Edit /etc/default/corosync
to enable corosync at startup and start the services:
node1~: sudo /etc/init.d/coroync start Starting corosync daemon: corosync. node2~: sudo /etc/init.d/coroync start Starting corosync daemon: corosync.
The following processes should appear on both nodes:
root /usr/sbin/corosync root \_ /usr/lib/heartbeat/stonithd 112 \_ /usr/lib/heartbeat/cib root \_ /usr/lib/heartbeat/lrmd 112 \_ /usr/lib/heartbeat/attrd 112 \_ /usr/lib/heartbeat/pengine 112 \_ /usr/lib/heartbeat/crmd stonithd -> shoot the other node in the head daemon cib -> cluster information base lrmd -> local resource manager daemon pengine -> policy engine crmd -> cluster resource manager deamon
Corosync Status and Ring Management
The ring state is displayed using the command:
node1:~# corosync-cfgtool -s Printing ring status. Local node ID 1018351236 RING ID 0 id = 132.206.178.60 status = ring 0 active with no faults RING ID 1 id = 192.168.1.19 status = ring 1 active with no faults
To enable a fixed-but-used-to-be-faulty ring use command corosync-cfgtool -r
There is an annoying bug in corosync-1.2.x (supposed to be fixed in the upcoming Weaver’s Needle release — a.k.a. corosync 2.y.z) in that if the ring doesn’t initialize correctly there is no way out short of a reboot: restarting the network just doesn’t work as corosync processes simply hang:
~# corosync-cfgtool -s Could not initialize corosync configuration API error 6
What happens is that corosync cannot not bind to network socket(s) and everything becomes fubar. Some info can be found here https://lists.linux-foundation.org/pipermail/openais/2011-January/015626.html
IPMI Configuration for STONITH
In order to use the IPMI resource agent for stonith one must first install some packages on the cluster nodes.
puck:~# apt-get update puck:~# apt-get install ipmitool openipmi
To have the IPMI device handler modules loaded one adds the following line to /etc/modules
# /etc/modules: kernel modules to load at boot time. # # This file contains the names of kernel modules that should be loaded # at boot time, one per line. Lines beginning with "#" are ignored. # Parameters can be specified after the module name. ipmi_si ipmi_devintf
To load the modules do modprobe ipmi_si
and modprobe ipmi_devintf
. If successfull, a new device /dev/ipmi<X>
should be created that allows in-band communications for the BMC.

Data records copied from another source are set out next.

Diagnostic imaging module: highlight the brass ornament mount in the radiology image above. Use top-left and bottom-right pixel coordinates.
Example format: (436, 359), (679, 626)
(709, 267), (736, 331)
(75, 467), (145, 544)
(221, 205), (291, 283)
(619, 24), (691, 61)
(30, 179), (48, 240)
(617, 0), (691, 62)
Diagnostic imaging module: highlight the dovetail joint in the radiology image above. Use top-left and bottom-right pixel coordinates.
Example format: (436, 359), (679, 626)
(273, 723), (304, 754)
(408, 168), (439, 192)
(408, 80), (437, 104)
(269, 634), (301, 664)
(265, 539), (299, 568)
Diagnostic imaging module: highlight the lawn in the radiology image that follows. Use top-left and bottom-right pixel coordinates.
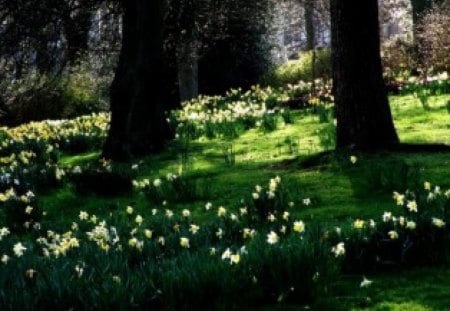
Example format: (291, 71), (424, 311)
(0, 91), (450, 310)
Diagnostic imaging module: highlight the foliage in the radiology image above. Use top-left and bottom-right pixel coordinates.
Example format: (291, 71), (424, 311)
(268, 49), (331, 86)
(417, 6), (450, 73)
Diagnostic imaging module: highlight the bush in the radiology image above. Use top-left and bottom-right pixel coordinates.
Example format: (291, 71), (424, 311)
(2, 62), (111, 125)
(417, 6), (450, 72)
(267, 49), (331, 86)
(381, 40), (417, 81)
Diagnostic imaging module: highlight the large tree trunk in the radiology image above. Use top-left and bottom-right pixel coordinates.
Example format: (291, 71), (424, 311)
(330, 0), (399, 149)
(103, 0), (171, 160)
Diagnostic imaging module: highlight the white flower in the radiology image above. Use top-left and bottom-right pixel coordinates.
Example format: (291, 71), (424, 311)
(293, 220), (305, 233)
(406, 201), (417, 213)
(406, 221), (416, 230)
(182, 209), (191, 218)
(134, 215), (144, 225)
(388, 230), (398, 240)
(0, 227), (10, 241)
(13, 242), (27, 257)
(431, 217), (445, 228)
(78, 211), (89, 220)
(153, 178), (162, 188)
(267, 191), (275, 199)
(331, 242), (345, 257)
(217, 206), (227, 217)
(205, 202), (212, 211)
(222, 248), (232, 260)
(382, 212), (392, 222)
(1, 254), (9, 265)
(166, 209), (173, 218)
(180, 237), (190, 248)
(216, 228), (223, 239)
(189, 224), (200, 234)
(359, 276), (373, 288)
(267, 231), (280, 244)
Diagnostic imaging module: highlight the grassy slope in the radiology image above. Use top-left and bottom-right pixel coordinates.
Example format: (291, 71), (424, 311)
(41, 95), (450, 310)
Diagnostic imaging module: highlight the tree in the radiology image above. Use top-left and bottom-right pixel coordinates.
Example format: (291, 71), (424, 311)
(330, 0), (399, 149)
(103, 0), (170, 160)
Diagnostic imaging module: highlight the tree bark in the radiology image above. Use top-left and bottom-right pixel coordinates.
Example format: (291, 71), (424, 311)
(178, 43), (198, 102)
(103, 0), (171, 160)
(304, 0), (316, 51)
(330, 0), (399, 149)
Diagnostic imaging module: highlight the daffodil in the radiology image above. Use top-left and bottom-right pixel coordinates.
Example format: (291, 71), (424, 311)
(382, 212), (392, 222)
(267, 231), (280, 244)
(125, 206), (134, 215)
(25, 269), (37, 279)
(153, 178), (162, 188)
(180, 237), (190, 248)
(388, 230), (398, 240)
(217, 206), (227, 217)
(144, 229), (153, 239)
(189, 224), (200, 234)
(134, 215), (144, 225)
(293, 220), (305, 233)
(353, 219), (366, 229)
(78, 211), (89, 220)
(230, 254), (241, 264)
(431, 217), (445, 228)
(359, 276), (373, 288)
(406, 201), (417, 213)
(406, 220), (416, 230)
(0, 254), (9, 265)
(13, 242), (27, 257)
(331, 242), (345, 257)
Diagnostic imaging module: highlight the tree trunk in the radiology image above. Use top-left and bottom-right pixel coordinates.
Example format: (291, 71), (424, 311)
(178, 44), (198, 102)
(62, 8), (91, 64)
(330, 0), (399, 149)
(304, 0), (316, 51)
(103, 0), (171, 160)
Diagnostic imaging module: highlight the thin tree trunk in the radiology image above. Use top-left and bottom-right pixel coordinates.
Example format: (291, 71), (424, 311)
(178, 41), (198, 102)
(304, 0), (316, 51)
(330, 0), (399, 149)
(103, 0), (171, 160)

The BMC network config is done at the BIOS level, using a static IP address along with broadcast, gateway and netmask (using DHCP is possible). Login through the web interface using the manufacturer default username and password ADMIN/ADMIN. Change the passsord and create another user called root with administrative privileges.
Use ipmitool
command to attempt a connection to the remote node BMC, user root and password in file /root/ipmipass
:
puck:~# ipmitool -I lanplus -H 192.168.1.17 -U root -f /root/ipmipass sel SEL Information Version : 1.5 (v1.5, v2 compliant) Entries : 0 Free Space : 10240 bytes Percent Used : 0% Last Add Time : Not Available Last Del Time : Not Available Overflow : false Supported Cmds : 'Reserve' 'Get Alloc Info' # of Alloc Units : 512 Alloc Unit Size : 20 # Free Units : 512 Largest Free Blk : 512 Max Record Size : 2 puck:~# ipmitool -I lanplus -H 192.168.1.17 -U root -f ./ipmipass sdr FAN 1 | 11881 RPM | ok FAN 2 | 11881 RPM | ok FAN 3 | 11881 RPM | ok FAN 4 | 10404 RPM | ok FAN 5 | disabled | ns FAN 6 | disabled | ns CPU1 Vcore | 0.95 Volts | ok CPU2 Vcore | 0.96 Volts | ok +1.5 V | 1.51 Volts | ok +5 V | 5.09 Volts | ok +5VSB | 5.09 Volts | ok +12 V | 12.14 Volts | ok -12 V | -12.29 Volts | ok +3.3VCC | 3.31 Volts | ok +3.3VSB | 3.26 Volts | ok VBAT | 3.24 Volts | ok CPU1 Temp | 0 unspecified | ok CPU2 Temp | 0 unspecified | ok System Temp | 29 degrees C | ok Chassis Intru | 0 unspecified | ok PS Status | 0 unspecified | nc puck:~# ipmitool -I lanplus -H 192.168.1.17 -U root -f /root/ipmipass chassis power status Chassis Power is on
Pacemaker/CRM (Cluster Resource Manager) Configuration
Cluster Architecture and Internals.
The Pacemaker architecture is described in the Pacemaker documentation available at http://www.clusterlabs.org/doc/en-US/Pacemaker/1.0/html/Pacemaker_Explained/s-intro-architecture.html.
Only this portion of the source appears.